Cuando una persona migra deja atrás a la familia, los amigo y, algo enraizado, la patria. El ser de. Es la segunda palabra obligada y la respuesta plagada de contenido emocional. Se es de un país del mundo, se pertenece a un país que se dejó atrás con mucho dolor. Es el mejor país del mundo, la tierra que da leche y frutos, donde se vive mejor, el paraíso. No hay montañas como aquellas, no hay mar como aquel, ni ríos tan grandes ni valles tan fructíferos, como se vive allí no se vive en ningún lugar. Retornaré a pasar mi vejez allí, no moriría aquí ni loco.

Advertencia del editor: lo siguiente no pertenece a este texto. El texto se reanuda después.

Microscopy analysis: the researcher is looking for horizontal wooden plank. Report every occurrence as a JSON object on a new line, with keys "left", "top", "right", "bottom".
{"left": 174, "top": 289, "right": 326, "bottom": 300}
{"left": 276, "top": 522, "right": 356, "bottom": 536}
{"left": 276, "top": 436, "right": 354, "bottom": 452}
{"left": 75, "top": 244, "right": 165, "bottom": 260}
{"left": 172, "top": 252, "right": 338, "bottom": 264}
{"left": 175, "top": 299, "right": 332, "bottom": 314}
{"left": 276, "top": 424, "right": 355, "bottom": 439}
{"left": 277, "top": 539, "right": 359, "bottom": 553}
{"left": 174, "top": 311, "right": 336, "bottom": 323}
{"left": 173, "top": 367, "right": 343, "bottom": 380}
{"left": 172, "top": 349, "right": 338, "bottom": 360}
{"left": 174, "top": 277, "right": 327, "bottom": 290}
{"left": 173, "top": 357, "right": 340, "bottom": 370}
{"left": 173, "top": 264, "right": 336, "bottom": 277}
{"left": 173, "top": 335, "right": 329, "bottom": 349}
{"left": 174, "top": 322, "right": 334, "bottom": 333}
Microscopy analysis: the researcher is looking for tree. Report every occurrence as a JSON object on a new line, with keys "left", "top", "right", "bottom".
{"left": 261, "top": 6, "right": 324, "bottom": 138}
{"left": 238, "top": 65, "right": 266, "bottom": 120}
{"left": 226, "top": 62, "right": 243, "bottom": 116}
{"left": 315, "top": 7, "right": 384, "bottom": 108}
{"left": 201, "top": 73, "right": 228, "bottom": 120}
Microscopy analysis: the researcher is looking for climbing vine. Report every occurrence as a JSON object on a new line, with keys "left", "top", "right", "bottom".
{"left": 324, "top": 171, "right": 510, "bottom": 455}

Ese país se tuvo que dejar atrás, por razones que van desde las económicas hasta las políticas. En los asilados y refugiados se vuelve un trauma terrible: fueron obligados a marcharse porque estaban en peligro sus vidas, no tuvieron más remedio, era inevitable y sus vidas se partieron en dos, el antes y el después de la horrible partida que los lanzó a lo desconocido: Dejar un florido valle de Chile para aterrizar en un aeropuerto helado de una fría ciudad europea, fría en todos los sentidos.
Abandonar un mundo para adentrarse en otro. Huir de la terrible pobreza, buscar nuevos horizontes y coger un avión en los Andes para aterrizar en España a doce mil kilómetros sin saber siquiera ubicar el país en el mapa, abducidos por cuentos y leyendas o por mensajes de la televisión de lo maravilloso que se vive aquí entre gentes extrañas que ni siquiera les determinarán, perdidas o perdidos entre otros inmigrantes de otros países que les mirarán como competencia, compartiendo el piso con gente de otros países que asfixiados por la misma problemática les harán la vida imposible.
Es ahí, en ese estado, cuando muchos empiezan a analizar la posibilidad de volver, de retornar al país amado, a la patria.
Aculco desarrolla el programa de retorno voluntario denominado Hogares II, financiado por el Ministerio de Sanidad, Servicios Sociales e Igualdad (IRPF).